The Philippine government (GPH) and the Moro Islamic Liberation Front (MILF) have agreed a peacebuilding framework that will guide the next critical parts in the negotiations for a genuine and lasting peace in Mindanao. While the framework agreement itself does not declare a permanent end to hostilities and the demobilization and disarmament of combatants, it represents a very significant step indeed, and generates momentum for a definitive peace agreement that is expected to be signed in a year’s time.
The critical yet unfinished parts of the negotiations include delivering an agreement on revenue generation and wealth creation, political power-sharing, and the difficult process of normalization (i.e. disarmament, demobilization, and reintegration). The GPH and MILF negotiators have also agreed that a transitional mechanism shall be established to draft a Bangsamoro basic law that will govern the new political entity that will emerge from the agreement.
The new framework agreement will help create positive conditions for a further decline in rebellion-related violence, enhanced investor interest in Muslim Mindanao, and increased inflows of development aid to the region. It also provides the impetus for joint GPH and MILF actions to deter spoilers from other armed groups and the region’s illicit and criminal enterprises, who may try to block the road to a just and lasting peace in Mindanao. Because of these qualities the new framework deserves widespread, unqualified support and recognition.

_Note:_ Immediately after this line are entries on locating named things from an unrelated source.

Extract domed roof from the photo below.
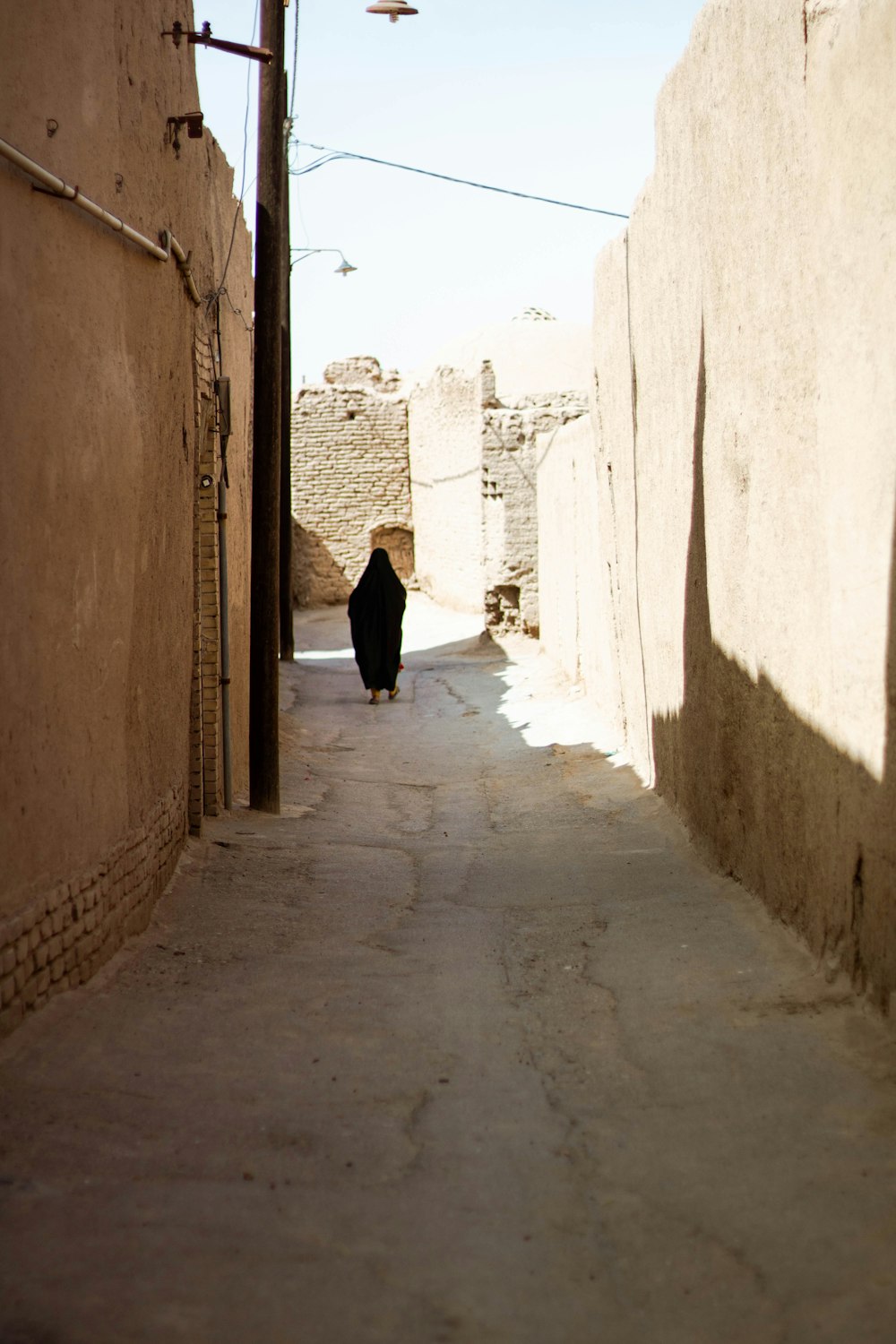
[409,308,592,402]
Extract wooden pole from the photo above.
[248,0,285,812]
[280,72,296,663]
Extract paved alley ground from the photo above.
[0,597,896,1344]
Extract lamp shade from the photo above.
[366,0,419,23]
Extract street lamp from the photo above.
[289,247,358,280]
[366,0,419,23]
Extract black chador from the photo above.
[348,546,407,704]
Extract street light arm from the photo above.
[289,247,358,277]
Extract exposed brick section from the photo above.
[291,357,414,607]
[409,359,587,634]
[0,789,186,1037]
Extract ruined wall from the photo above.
[538,416,616,701]
[409,323,589,621]
[574,0,896,1010]
[291,357,414,607]
[0,0,253,1032]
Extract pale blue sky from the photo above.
[196,0,702,383]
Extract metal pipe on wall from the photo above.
[248,0,283,814]
[0,139,202,304]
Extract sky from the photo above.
[194,0,702,386]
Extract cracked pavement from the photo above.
[0,594,896,1344]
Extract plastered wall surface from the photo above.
[538,416,618,709]
[409,367,484,612]
[291,357,414,607]
[0,0,251,1027]
[574,0,896,1008]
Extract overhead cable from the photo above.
[290,140,629,220]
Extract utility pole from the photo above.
[280,72,296,663]
[248,0,285,812]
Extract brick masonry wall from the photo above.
[409,366,486,612]
[0,789,186,1037]
[291,358,412,607]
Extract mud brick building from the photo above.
[291,357,414,607]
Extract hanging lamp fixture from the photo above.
[366,0,419,23]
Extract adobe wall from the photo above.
[291,357,414,607]
[0,0,253,1032]
[538,416,616,701]
[409,333,589,621]
[409,366,493,612]
[572,0,896,1010]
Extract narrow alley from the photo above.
[0,596,896,1344]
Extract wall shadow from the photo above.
[653,330,896,1012]
[293,519,353,607]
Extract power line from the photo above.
[290,140,629,220]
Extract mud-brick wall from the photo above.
[566,0,896,1011]
[538,416,616,701]
[0,0,253,1035]
[482,392,587,636]
[291,358,414,607]
[409,366,486,612]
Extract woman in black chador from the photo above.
[348,546,407,704]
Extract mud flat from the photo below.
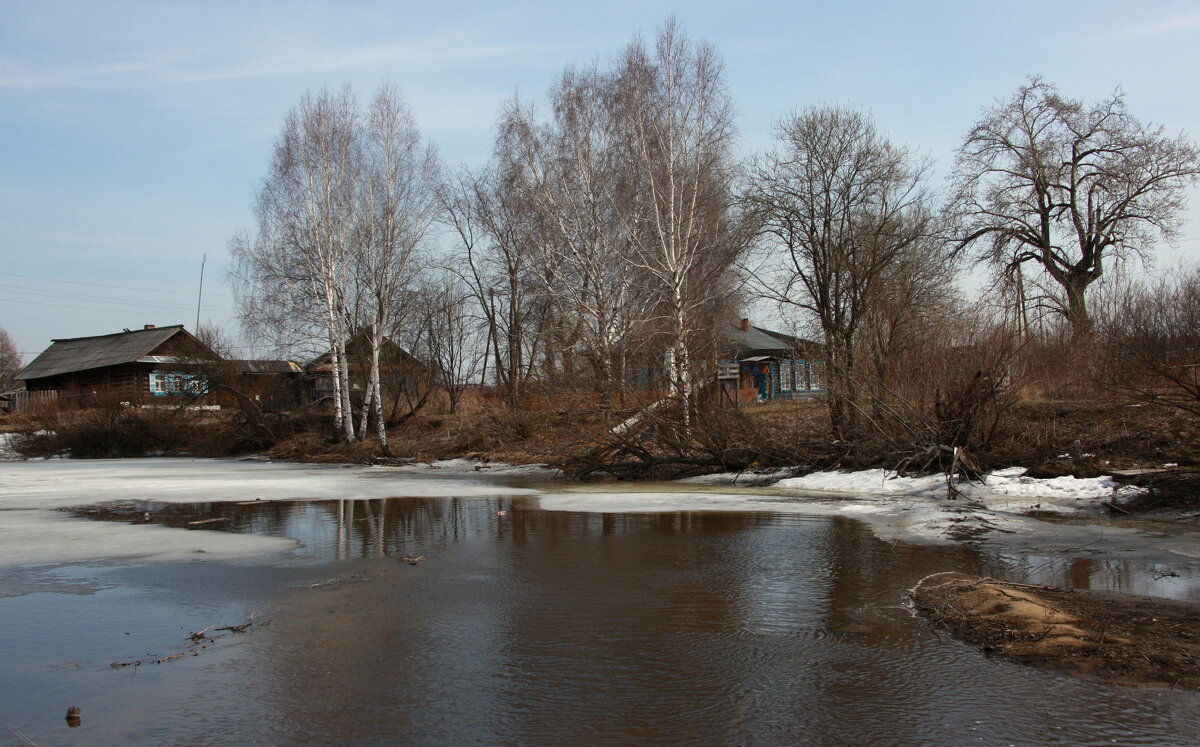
[911,573,1200,689]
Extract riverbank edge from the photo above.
[908,573,1200,689]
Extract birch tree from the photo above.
[612,20,745,411]
[233,85,439,444]
[232,88,360,442]
[442,163,540,410]
[506,67,652,404]
[354,85,440,456]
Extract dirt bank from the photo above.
[911,574,1200,689]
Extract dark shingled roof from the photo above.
[725,324,792,352]
[17,324,193,381]
[226,360,304,374]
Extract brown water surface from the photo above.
[0,498,1200,745]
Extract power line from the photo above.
[4,273,233,298]
[0,283,234,311]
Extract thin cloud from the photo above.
[0,36,566,89]
[1106,12,1200,38]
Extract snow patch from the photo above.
[0,459,538,567]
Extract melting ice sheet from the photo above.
[0,459,538,568]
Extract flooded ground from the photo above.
[0,465,1200,745]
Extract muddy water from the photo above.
[0,498,1200,745]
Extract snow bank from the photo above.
[0,459,538,567]
[396,459,562,477]
[539,467,1180,558]
[775,467,1138,513]
[0,459,536,509]
[0,510,300,568]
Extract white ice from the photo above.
[0,459,536,568]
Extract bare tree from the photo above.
[414,273,486,413]
[233,88,361,442]
[442,162,544,410]
[748,107,943,435]
[0,328,20,393]
[611,20,746,417]
[954,77,1200,340]
[354,85,440,456]
[505,67,653,404]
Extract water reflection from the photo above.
[71,497,1200,602]
[11,498,1200,745]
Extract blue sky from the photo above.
[0,0,1200,360]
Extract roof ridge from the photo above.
[50,324,184,342]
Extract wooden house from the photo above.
[304,331,437,420]
[17,324,221,404]
[719,319,822,401]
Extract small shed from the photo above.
[17,324,221,402]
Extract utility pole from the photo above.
[192,252,209,333]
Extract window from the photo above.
[150,371,209,396]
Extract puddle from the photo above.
[0,465,1200,745]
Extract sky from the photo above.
[0,0,1200,361]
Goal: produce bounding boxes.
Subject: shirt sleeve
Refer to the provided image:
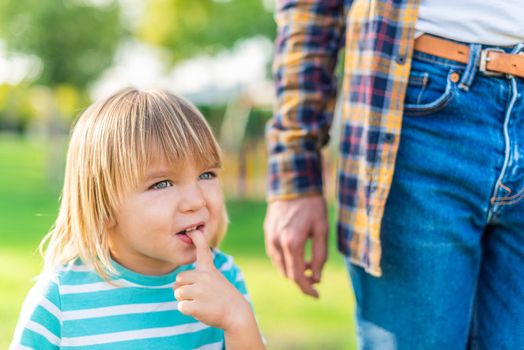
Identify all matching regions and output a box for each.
[266,0,351,201]
[9,278,62,350]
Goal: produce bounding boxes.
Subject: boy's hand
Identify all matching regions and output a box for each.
[173,230,251,331]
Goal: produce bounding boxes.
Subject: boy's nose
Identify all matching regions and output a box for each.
[180,184,206,211]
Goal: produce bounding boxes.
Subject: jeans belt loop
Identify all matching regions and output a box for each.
[479,48,506,77]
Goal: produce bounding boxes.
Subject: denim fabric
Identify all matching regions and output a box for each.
[347,45,524,350]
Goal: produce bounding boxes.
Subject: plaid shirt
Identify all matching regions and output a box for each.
[267,0,420,276]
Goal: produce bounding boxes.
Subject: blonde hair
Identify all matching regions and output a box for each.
[40,89,228,279]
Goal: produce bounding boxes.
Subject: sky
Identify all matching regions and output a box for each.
[0,37,273,103]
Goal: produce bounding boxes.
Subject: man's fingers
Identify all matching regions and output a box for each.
[187,230,215,270]
[310,223,329,283]
[265,231,286,276]
[283,235,318,298]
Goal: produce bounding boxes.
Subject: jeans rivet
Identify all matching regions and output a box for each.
[449,72,460,84]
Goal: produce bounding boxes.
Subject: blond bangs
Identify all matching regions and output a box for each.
[40,89,223,279]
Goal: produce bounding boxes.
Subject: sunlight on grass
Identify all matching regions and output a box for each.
[0,135,355,349]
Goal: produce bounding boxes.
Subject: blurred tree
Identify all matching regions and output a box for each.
[0,0,124,90]
[136,0,275,62]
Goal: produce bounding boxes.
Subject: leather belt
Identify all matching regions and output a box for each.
[415,34,524,78]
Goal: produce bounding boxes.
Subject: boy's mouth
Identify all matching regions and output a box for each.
[176,223,204,244]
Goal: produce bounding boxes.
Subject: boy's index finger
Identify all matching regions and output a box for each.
[187,230,215,270]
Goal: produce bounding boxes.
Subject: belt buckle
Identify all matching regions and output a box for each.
[479,48,506,77]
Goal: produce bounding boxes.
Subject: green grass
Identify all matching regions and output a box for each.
[0,135,356,349]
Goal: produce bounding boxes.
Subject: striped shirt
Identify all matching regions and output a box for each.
[10,250,247,350]
[267,0,419,276]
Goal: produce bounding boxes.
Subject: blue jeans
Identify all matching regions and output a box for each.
[347,41,524,350]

International Alert has been an active participant and a partner of the GPH and MILF negotiating panels in the quest for peace. We generated and shared critical analysis and information to both panels that tested the inclusiveness and feasibility of transition proposals, and helped lubricate the negotiations. We contributed to the difficult process of getting wider business and private sector understanding and support for the peace process, and facilitated the learning of both panels from other peacebuilding initiatives including those in Northern Ireland, Aceh, Indonesia, and Nepal. We also helped capacitate and develop a parallel communication strategy to drown out the biased, racist, and conflict-insensitive voices that tried to sow distrust and violence between Muslims and Christians in Mindanao. Finally, we contributed to the construction of a resilient civil society peace constituency. In all this we have worked closely with others in the peacebuilding NGO community, the government, business organizations, and the diplomatic and aid community. We have worked closely with fellow international organisations The Asia Foundation and Conciliation Resources to generate stronger impact on the peace process.
However, the quest for peace remains unfinished and the task ahead remains formidable. At International Alert, we plan to continue with our political mapping initiative, through which we aim to help generate understanding and support for the outcomes of the remaining negotiations from among key political players. Likewise we are ready to continue offering support and advice in planning and implementing practical transition measures in conflict-affected communities across Mindanao.
Alert has constantly raised the critical issue of new forms of violence that may emerge from Mindanao’s ethnic cleavages and fractured political structures, a task made more important in the face of increased hope and expectations provoked by the new framework agreement. We have underlined the risk of a violent response from those who may have an interest in sustaining violence in Mindanao – such as warlord clans, private armies, and the criminal syndicates at the heart of its illicit and illegal economies. We will continue to advise that these issues are adequately addressed in the negotiations that follow this significant breakthrough.